Existe un vértigo inicial, el vértigo de la existencia. En él nos encontramos rara vez. Es como esa imagen relampagueante de la que hablaba Benjamin. Imagen que no puede ser vista, mas condición de toda imagen. Es decir, el vértigo de la existencia es desde siempre una especie de inalcanzable al que toda mano tiende sin encontrar apoyo, un desdoblamiento perpetuo que crea la sensación de un yo firme y soberano, un caos al que tememos arrojarnos y preferimos montar sobre él un mundo cuadriculado. El vértigo de la existencia es temblor. Sacudida en la que el yo se encuentra a distancia de sí, se confunde con los otros. No hablemos de profundidades, o digamos mejor, se trata de la profundidad de la superficie, de lo expuesto.

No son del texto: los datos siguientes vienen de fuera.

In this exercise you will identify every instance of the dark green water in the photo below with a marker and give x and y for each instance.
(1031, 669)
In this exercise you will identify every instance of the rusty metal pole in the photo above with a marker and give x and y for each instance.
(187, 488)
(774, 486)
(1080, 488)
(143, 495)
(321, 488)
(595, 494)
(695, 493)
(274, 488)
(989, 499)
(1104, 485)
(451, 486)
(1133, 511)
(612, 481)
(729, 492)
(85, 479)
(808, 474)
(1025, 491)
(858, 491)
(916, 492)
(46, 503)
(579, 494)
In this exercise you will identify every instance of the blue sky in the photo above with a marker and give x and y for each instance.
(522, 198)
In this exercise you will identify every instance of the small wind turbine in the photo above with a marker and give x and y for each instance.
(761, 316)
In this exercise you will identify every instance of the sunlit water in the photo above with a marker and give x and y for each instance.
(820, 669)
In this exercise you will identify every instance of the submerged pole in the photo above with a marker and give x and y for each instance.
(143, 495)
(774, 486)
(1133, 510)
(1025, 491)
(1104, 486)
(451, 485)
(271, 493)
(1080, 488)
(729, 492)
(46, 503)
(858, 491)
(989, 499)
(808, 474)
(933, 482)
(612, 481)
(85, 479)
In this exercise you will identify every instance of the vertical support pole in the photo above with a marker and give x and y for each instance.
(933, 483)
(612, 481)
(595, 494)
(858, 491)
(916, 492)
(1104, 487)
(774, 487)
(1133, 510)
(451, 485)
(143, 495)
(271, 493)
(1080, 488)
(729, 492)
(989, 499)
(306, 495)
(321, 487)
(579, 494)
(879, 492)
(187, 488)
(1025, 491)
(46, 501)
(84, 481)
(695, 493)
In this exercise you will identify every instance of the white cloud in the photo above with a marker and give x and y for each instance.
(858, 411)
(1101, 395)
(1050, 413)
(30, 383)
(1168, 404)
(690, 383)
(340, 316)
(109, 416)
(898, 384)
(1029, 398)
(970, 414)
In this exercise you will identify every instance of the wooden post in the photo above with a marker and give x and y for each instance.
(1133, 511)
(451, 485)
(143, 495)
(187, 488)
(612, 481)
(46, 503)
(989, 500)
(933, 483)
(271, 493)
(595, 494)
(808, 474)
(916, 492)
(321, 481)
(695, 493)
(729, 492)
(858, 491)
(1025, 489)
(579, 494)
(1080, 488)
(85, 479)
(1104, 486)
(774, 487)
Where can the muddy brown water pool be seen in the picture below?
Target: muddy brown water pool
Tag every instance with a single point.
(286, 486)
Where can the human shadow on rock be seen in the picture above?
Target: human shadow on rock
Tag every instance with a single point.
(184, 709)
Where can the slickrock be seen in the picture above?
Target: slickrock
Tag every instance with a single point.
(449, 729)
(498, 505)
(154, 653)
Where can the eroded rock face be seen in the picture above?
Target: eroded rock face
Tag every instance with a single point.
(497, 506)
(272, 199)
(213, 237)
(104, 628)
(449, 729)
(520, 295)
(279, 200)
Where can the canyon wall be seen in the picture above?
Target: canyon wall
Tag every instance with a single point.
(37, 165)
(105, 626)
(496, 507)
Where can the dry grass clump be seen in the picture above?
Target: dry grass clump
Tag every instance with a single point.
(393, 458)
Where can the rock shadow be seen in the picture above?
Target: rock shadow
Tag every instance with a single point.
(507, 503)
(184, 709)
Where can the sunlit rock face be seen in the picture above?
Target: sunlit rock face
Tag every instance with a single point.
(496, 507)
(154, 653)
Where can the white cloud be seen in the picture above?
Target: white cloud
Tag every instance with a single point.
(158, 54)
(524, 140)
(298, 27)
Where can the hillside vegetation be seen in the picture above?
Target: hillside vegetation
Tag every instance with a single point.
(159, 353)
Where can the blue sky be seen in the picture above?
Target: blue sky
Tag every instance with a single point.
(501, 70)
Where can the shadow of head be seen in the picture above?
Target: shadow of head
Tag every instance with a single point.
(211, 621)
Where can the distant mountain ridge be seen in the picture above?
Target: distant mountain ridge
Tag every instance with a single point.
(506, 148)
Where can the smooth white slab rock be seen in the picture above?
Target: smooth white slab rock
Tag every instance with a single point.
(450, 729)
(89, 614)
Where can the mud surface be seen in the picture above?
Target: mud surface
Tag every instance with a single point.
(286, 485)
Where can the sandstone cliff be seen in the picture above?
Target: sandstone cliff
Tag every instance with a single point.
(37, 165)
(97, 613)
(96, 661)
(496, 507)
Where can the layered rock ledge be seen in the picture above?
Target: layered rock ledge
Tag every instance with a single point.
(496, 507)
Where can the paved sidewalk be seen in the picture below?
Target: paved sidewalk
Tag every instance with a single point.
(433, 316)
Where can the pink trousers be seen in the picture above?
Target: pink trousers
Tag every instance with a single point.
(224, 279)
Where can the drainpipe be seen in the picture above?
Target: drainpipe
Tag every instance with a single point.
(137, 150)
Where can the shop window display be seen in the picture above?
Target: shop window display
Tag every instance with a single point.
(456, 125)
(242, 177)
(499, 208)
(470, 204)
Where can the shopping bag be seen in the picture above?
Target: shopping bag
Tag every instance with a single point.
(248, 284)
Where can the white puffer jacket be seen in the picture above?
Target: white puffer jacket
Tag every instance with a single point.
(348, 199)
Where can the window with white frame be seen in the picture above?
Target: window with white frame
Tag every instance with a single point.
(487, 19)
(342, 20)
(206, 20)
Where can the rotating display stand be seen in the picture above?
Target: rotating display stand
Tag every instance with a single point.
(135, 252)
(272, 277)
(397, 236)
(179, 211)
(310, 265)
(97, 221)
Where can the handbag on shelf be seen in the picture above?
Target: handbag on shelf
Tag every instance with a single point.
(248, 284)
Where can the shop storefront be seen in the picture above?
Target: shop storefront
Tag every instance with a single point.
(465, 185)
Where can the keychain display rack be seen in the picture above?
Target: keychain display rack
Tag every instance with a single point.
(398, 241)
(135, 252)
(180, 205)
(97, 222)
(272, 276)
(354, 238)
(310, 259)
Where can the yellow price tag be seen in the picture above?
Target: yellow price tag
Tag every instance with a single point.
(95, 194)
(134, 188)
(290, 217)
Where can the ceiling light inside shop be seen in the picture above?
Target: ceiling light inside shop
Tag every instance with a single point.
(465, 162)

Hay una historia que cuenta bien esta cuestión. En el siglo X, en Bagdad, el poeta Tawfiq ibn Tumas al Bagdadi, de cuyos textos no quedan rastros y cuya biografía nunca fue escrita, se encontró una tarde de invierno con un hombre muy pobre a la puerta de su casa. Se dispuso a darle habitación por una noche, pero en el momento en que iba a pronunciar las palabras de invitación, el hombre comenzó a tener espasmos. Convulsionó unos minutos y cayó al suelo dormido. Ibn Tumas lo tomó en sus brazos e intentó despertarlo suavemente. Como no conseguía lo propuesto, se lamentó y pronunció un breve poema.
He aquí la muerte que llama sin llevar,
porque sabe que desde siempre
su partida está ganada.
Sin ojos ni manos,
sin palabra ni pensamiento,
la muerte estaba desde antes
recorriendo nuestro ahora.
Este es tu vértigo amigo mío,
ningún otro que el del existir
con la muerte a cuestas,
con la vida empeñada.
El hombre despertó lentamente y fue llevado por Ibn Tumas al interior de su casa. Ya a al calor de un abrigo, comenzó a hablar.
–Cuando entré en el sueño profundo frente a tu puerta, sentí una voz que recitaba un poema. Esta voz provenía de lo más profundo de mí. No me creía capaz de formular palabras tan bellas, pero ahora he entendido que soy un poeta y debo esparcir mi canto por el mundo entero.
Ibn Tumas le miró con severidad. Y dijo:
–En verdad amigo, tu poema me ha abierto a la esperanza. Yo que he sido poeta toda mi vida, debo ahora callar para reponerme de este vértigo.